(New York) « Avant d’avoir 21 ans, j’ai eu six fois une arme pointée sur moi : trois fois par des policiers et trois fois par des personnes qui n’étaient pas des policiers. J’ai eu un couteau sur la gorge, un pistolet semi-automatique sur la tempe et une victime d’homicide sur le pas de ma porte. »

Le 3 janvier 2022, dans une note adressée à son personnel, le premier procureur noir de Manhattan, Alvin Bragg, a évoqué en ces termes ses premières expériences avec les policiers et les criminels en tant que « fils de Harlem ».

Cette note a valu à son auteur sa première controverse pour d’autres raisons qui seront expliquées plus loin. Mais elle permet de mesurer d’entrée de jeu la distance entre le New York d’Alvin Bragg et celui de Donald Trump, ce rejeton d’une riche famille de Queens dont il a obtenu l’inculpation historique la semaine dernière.

Non pas qu’Alvin Bragg soit né de parents pauvres. Le juriste de 49 ans a grandi au sein d’une famille de la classe moyenne qui habitait dans Strivers’ Row, secteur de Harlem dont les belles maisons mitoyennes ont longtemps attiré la bourgeoisie de ce quartier majoritairement noir et hispanique.

Mais Alvin Bragg incarne une version du rêve américain qui n’a rien à voir avec celle de Donald Trump.

On connaît l’histoire du fils de Queens, qui est devenu le premier ancien président américain à être inculpé pour un crime.

On connaît moins celle d’Alvin Bragg, dont la trame est dictée par une conception de la justice marquée au coin du progressisme.

En 1995, cette histoire retient déjà l’attention du Harvard Crimson, journal de la prestigieuse université américaine, qui consacre au futur diplômé de la faculté de droit un article intitulé « The Anointed One » (L’Oint), une référence au Messie. À son sujet, un doyen de l’université dit : « Je le pousserais vers la politique parce qu’il est l’exemple parfait d’un politicien d’envergure qui peut attirer les votes des électeurs blancs et noirs. »

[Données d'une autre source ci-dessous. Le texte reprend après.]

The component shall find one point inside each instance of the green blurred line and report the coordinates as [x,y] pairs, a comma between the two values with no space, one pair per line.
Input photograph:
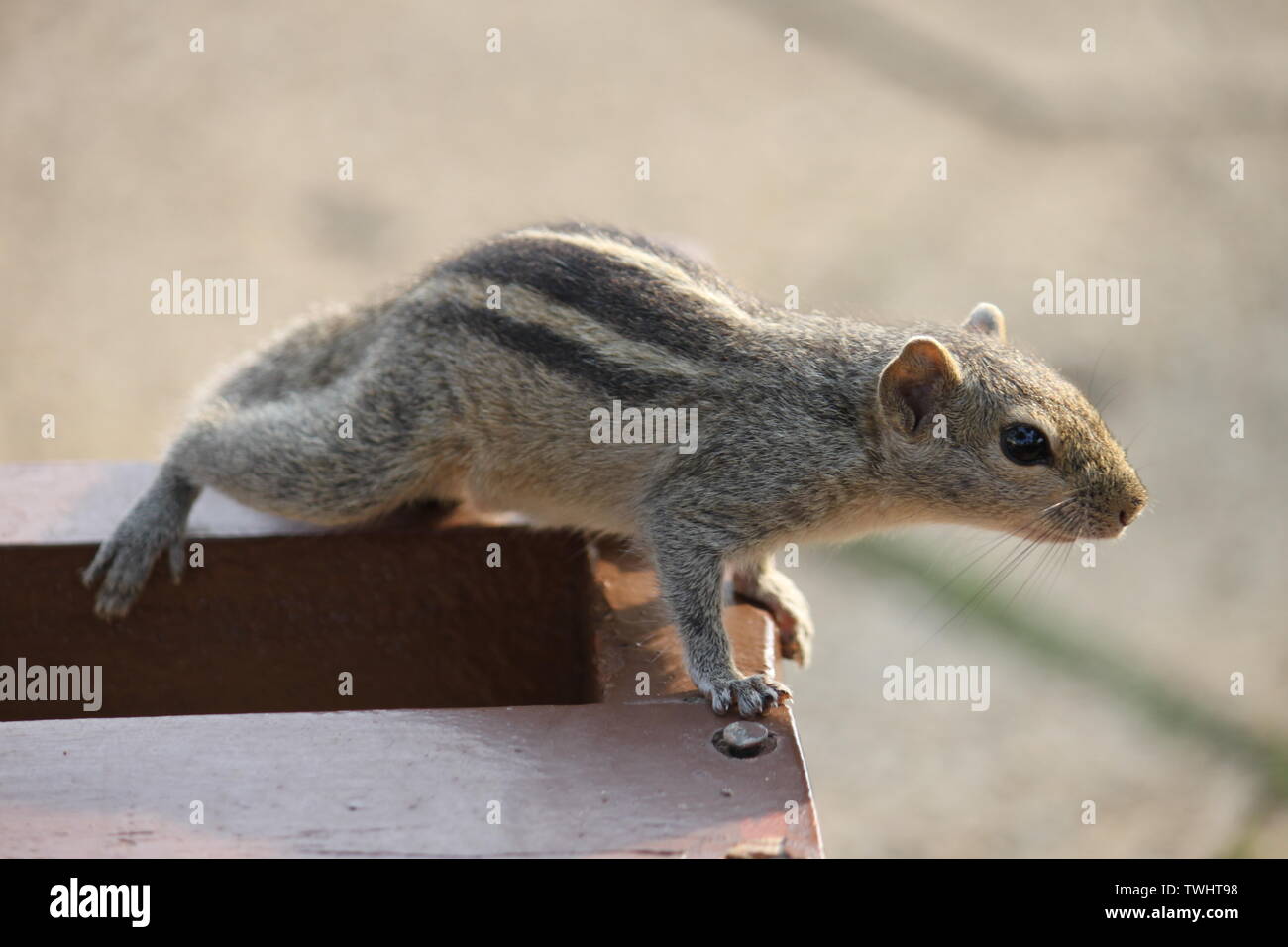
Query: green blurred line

Alvin Bragg se défend à l’époque d’être intéressé par la politique. Il le démontre pendant deux décennies, travaillant notamment pour le procureur des États-Unis pour le district sud de New York et pour le procureur général de l’État de New York, qui fait de lui son adjoint en 2017.

Deux ans plus tard, Alvin Bragg se résout enfin à briguer les suffrages sous la bannière démocrate, annonçant sa candidature à l’élection pour le poste de procureur de Manhattan, prévue pour novembre 2021. Au début de sa campagne, la criminalité new-yorkaise n’est pas loin de son plancher historique. Et son appel en faveur d’une réforme du système de justice pénal s’inscrit dans un mouvement national qui s’amplifiera après le meurtre de George Floyd aux mains de policiers de Minneapolis, en mai 2020.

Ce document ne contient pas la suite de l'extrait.